There is a note in the Swift Docs that states the following:
Error handling in Swift resembles exception handling in other languages, with the use of
Unwinding the stack basically means that when an exception is thrown, the method is immediately interrupted, the caller of the method is immediately interrupted and so on until an exception handler (try-catch-finally
) is found or until we reach the top of the stack, when the exception usually ends in interrupting the current thread.
That works pretty well in languages with a garbage collector but in general it can lead to memory leaks in languages with manual memory management. Also, since methods are interrupted in unexpected places, an exception often leads to undefined/unrecoverable program states.
That's why exception in all languages should be used sparingly and only to handle exceptional situations, not to handle normal program flow.

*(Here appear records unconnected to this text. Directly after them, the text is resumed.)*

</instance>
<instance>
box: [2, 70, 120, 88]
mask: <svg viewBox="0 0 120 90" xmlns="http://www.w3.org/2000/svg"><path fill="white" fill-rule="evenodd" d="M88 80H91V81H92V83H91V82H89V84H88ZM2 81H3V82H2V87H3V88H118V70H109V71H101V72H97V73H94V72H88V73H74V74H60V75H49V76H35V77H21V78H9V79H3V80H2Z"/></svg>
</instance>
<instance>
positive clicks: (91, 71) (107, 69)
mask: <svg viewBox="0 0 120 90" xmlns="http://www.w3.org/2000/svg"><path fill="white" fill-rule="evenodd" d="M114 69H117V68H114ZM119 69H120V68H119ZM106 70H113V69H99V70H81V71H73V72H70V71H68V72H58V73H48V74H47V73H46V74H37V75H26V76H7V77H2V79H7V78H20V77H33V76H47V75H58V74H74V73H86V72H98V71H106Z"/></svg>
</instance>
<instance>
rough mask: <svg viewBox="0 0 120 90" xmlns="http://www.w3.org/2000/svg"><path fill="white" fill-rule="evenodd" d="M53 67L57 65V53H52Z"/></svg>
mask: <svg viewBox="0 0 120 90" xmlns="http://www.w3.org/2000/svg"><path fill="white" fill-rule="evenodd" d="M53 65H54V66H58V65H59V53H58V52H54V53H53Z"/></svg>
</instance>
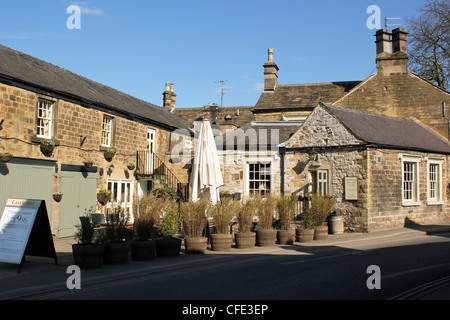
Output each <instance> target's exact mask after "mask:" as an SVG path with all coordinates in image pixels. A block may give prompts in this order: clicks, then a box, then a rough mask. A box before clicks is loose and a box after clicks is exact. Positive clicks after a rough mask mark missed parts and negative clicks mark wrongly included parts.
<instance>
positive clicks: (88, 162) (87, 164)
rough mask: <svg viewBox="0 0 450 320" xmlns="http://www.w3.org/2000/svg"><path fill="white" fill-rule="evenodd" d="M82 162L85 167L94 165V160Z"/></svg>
mask: <svg viewBox="0 0 450 320" xmlns="http://www.w3.org/2000/svg"><path fill="white" fill-rule="evenodd" d="M83 163H84V166H85V167H86V168H90V167H92V166H93V165H94V162H93V161H88V160H87V161H84V162H83Z"/></svg>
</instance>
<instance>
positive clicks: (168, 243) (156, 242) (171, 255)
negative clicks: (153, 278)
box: [156, 238, 182, 258]
mask: <svg viewBox="0 0 450 320" xmlns="http://www.w3.org/2000/svg"><path fill="white" fill-rule="evenodd" d="M181 242H182V241H181V239H179V238H161V239H158V240H157V242H156V256H157V257H160V258H172V257H178V256H179V255H180V250H181Z"/></svg>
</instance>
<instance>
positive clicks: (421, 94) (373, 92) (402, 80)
mask: <svg viewBox="0 0 450 320" xmlns="http://www.w3.org/2000/svg"><path fill="white" fill-rule="evenodd" d="M443 102H445V104H446V108H447V111H446V114H445V116H444V113H443V106H442V104H443ZM334 105H336V106H338V107H343V108H350V109H357V110H361V111H366V112H369V113H375V114H380V115H386V116H391V117H397V118H409V117H416V118H417V119H419V120H421V121H423V122H424V123H425V124H427V125H429V126H431V127H432V128H434V129H436V130H437V131H438V132H439V133H440V134H442V135H443V136H445V137H448V134H449V120H450V111H449V110H448V109H449V108H450V94H449V93H448V92H446V91H444V90H442V89H440V88H438V87H436V86H434V85H432V84H431V83H429V82H428V81H426V80H423V79H422V78H420V77H419V76H417V75H415V74H413V73H410V72H407V73H397V74H390V75H389V76H383V75H382V74H380V73H377V74H375V75H373V76H371V77H369V78H367V79H366V80H365V81H364V82H363V83H361V85H359V86H358V87H356V88H355V89H354V90H353V91H352V92H350V93H349V94H347V95H345V96H344V97H342V98H341V99H339V100H338V101H337V102H335V103H334Z"/></svg>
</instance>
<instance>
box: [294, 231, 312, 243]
mask: <svg viewBox="0 0 450 320" xmlns="http://www.w3.org/2000/svg"><path fill="white" fill-rule="evenodd" d="M313 240H314V229H295V241H297V242H310V241H313Z"/></svg>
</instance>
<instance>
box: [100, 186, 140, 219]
mask: <svg viewBox="0 0 450 320" xmlns="http://www.w3.org/2000/svg"><path fill="white" fill-rule="evenodd" d="M127 186H128V187H127ZM107 189H108V191H111V200H110V202H109V203H108V204H107V206H106V207H107V208H116V207H121V208H122V209H125V210H126V213H128V215H129V219H130V222H132V221H133V197H134V185H133V180H122V179H108V182H107ZM123 198H124V199H123Z"/></svg>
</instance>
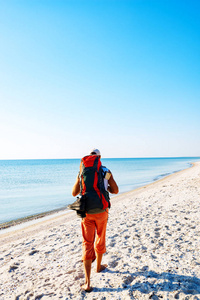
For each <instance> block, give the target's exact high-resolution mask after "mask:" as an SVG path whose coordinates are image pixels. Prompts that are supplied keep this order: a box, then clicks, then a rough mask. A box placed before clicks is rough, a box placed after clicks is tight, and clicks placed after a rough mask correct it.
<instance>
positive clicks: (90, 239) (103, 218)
mask: <svg viewBox="0 0 200 300" xmlns="http://www.w3.org/2000/svg"><path fill="white" fill-rule="evenodd" d="M107 220H108V209H107V211H105V212H103V213H99V214H86V217H85V218H84V219H82V222H81V228H82V235H83V257H82V260H88V259H92V261H94V260H95V258H96V255H95V251H96V252H97V253H102V254H103V253H105V252H106V225H107ZM95 236H96V240H95Z"/></svg>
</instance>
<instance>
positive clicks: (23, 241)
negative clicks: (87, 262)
mask: <svg viewBox="0 0 200 300" xmlns="http://www.w3.org/2000/svg"><path fill="white" fill-rule="evenodd" d="M199 212H200V163H195V164H194V166H193V167H191V168H189V169H187V170H184V171H181V172H178V173H175V174H173V175H170V176H168V177H166V178H164V179H162V180H160V181H157V182H154V183H153V184H150V185H148V186H145V187H142V188H139V189H137V190H134V191H132V192H128V193H125V194H121V195H119V196H117V197H114V198H113V199H112V208H111V209H110V213H109V221H108V228H107V253H106V254H105V256H104V261H103V263H107V264H108V268H107V269H106V270H105V271H103V272H102V273H95V265H93V267H92V274H91V285H92V286H93V288H94V289H93V291H92V292H91V293H89V294H86V293H84V292H81V285H82V284H83V283H84V273H83V266H82V262H81V251H82V245H81V243H82V237H81V228H80V221H81V220H80V219H78V218H77V217H76V214H75V213H74V212H71V213H70V214H67V213H66V214H63V215H62V216H57V217H56V216H55V217H54V218H52V219H51V220H46V221H44V222H40V223H39V224H35V225H32V226H29V227H26V228H24V229H23V230H22V229H21V230H17V231H13V232H11V233H6V234H1V235H0V244H1V249H0V266H1V268H0V282H1V289H0V299H51V298H52V299H112V300H113V299H123V300H124V299H154V300H155V299H200V254H199V253H200V213H199ZM94 264H95V262H94Z"/></svg>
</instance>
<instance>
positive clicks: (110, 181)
mask: <svg viewBox="0 0 200 300" xmlns="http://www.w3.org/2000/svg"><path fill="white" fill-rule="evenodd" d="M108 184H109V186H108V192H110V193H111V194H118V192H119V189H118V185H117V183H116V182H115V180H114V178H113V176H112V174H111V176H110V179H109V180H108Z"/></svg>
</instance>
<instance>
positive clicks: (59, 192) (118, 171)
mask: <svg viewBox="0 0 200 300" xmlns="http://www.w3.org/2000/svg"><path fill="white" fill-rule="evenodd" d="M195 161H200V157H182V158H113V159H110V158H109V159H102V164H103V165H105V166H106V167H107V168H109V169H110V170H111V171H112V173H113V176H114V178H115V180H116V182H117V183H118V185H119V190H120V193H123V192H126V191H130V190H133V189H135V188H137V187H140V186H144V185H146V184H148V183H151V182H153V181H155V180H158V179H160V178H162V177H164V176H167V175H169V174H171V173H174V172H177V171H180V170H183V169H186V168H188V167H190V165H191V163H192V162H195ZM79 164H80V159H40V160H0V223H4V222H7V221H11V220H16V219H18V218H23V217H27V216H30V215H34V214H38V213H43V212H47V211H51V210H54V209H59V208H62V207H64V206H66V205H68V204H69V203H72V202H73V201H74V198H73V197H72V196H71V189H72V186H73V184H74V182H75V179H76V176H77V173H78V170H79Z"/></svg>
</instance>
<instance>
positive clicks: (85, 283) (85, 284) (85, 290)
mask: <svg viewBox="0 0 200 300" xmlns="http://www.w3.org/2000/svg"><path fill="white" fill-rule="evenodd" d="M81 290H82V291H84V292H86V293H90V292H91V291H92V290H93V288H92V287H91V286H88V285H87V283H85V284H83V285H82V286H81Z"/></svg>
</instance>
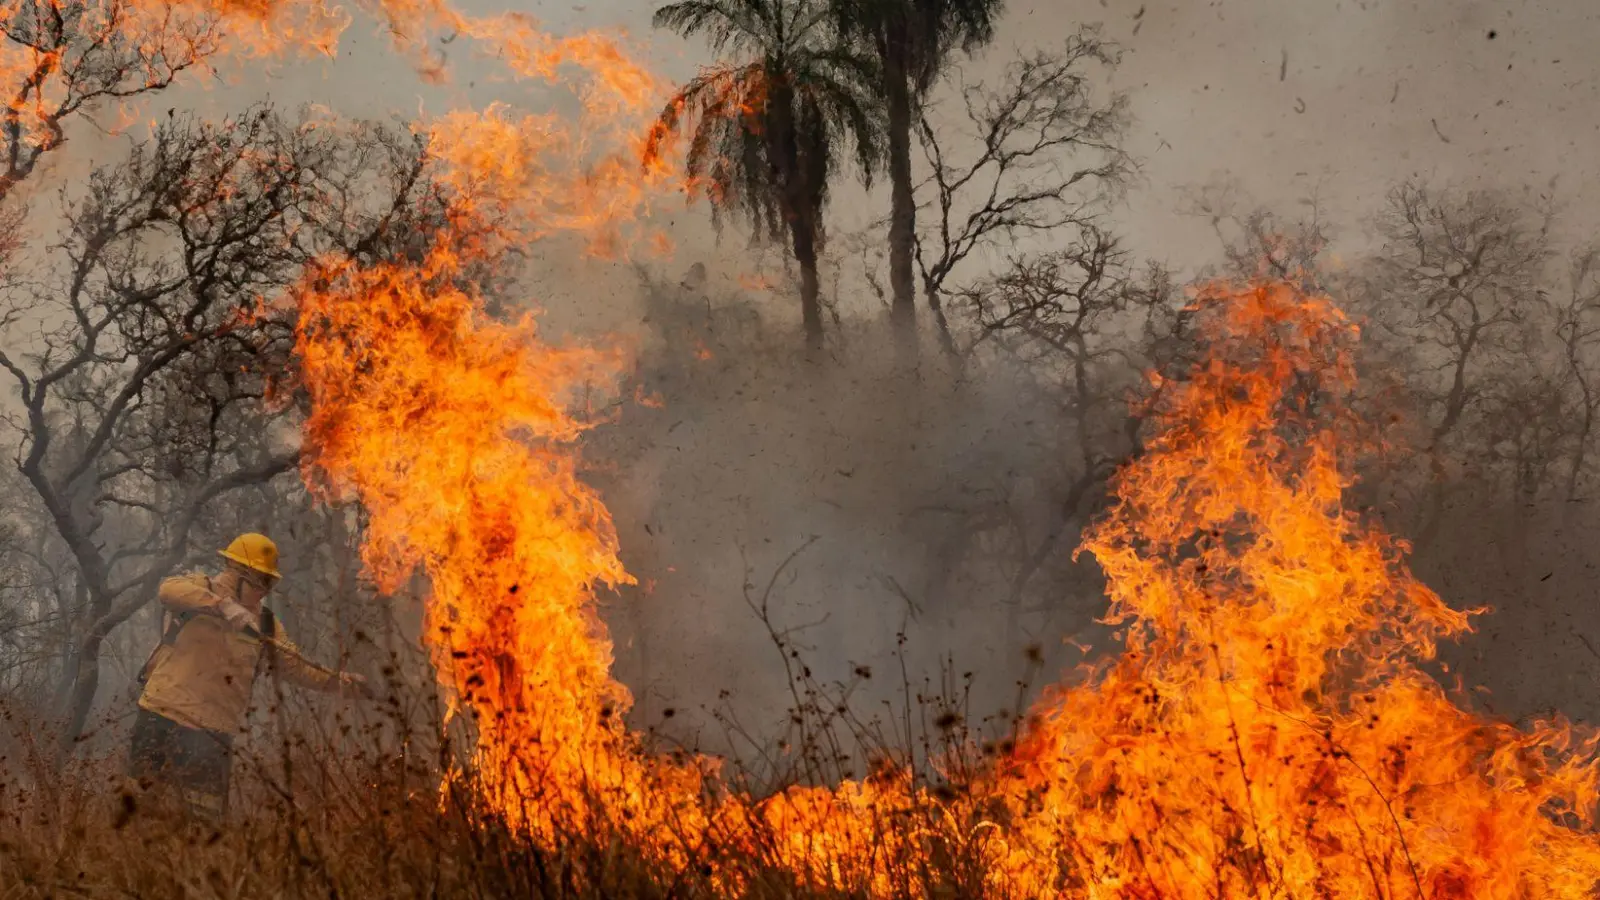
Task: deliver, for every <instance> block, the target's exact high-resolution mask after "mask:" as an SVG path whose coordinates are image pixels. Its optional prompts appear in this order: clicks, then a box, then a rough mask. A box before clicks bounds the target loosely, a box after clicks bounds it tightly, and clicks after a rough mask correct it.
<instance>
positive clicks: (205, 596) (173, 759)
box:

Obj-C exceptions weren't very good, with all the problems mentioned above (see NSException
, @try-@catch-@finally
), that's why nobody is using them. Instead, Obj-C came with error parameters (you pass a reference to a NSError
variable and if the method fails, the error gets assigned into that variable). See Error Handling in Objective-C
Swift just came with another syntax for NSError
. It's not a real exception handling (errors don't interrupt program execution). See Error Handling in Swift
Technically, every function/method that can throw an error in Swift only has an additional hidden parameter that is used to pass the error back to caller context.
If you want more information, just compare code in Swift 1.x and 2.x (1.x didn't have special grammar for error handling yet).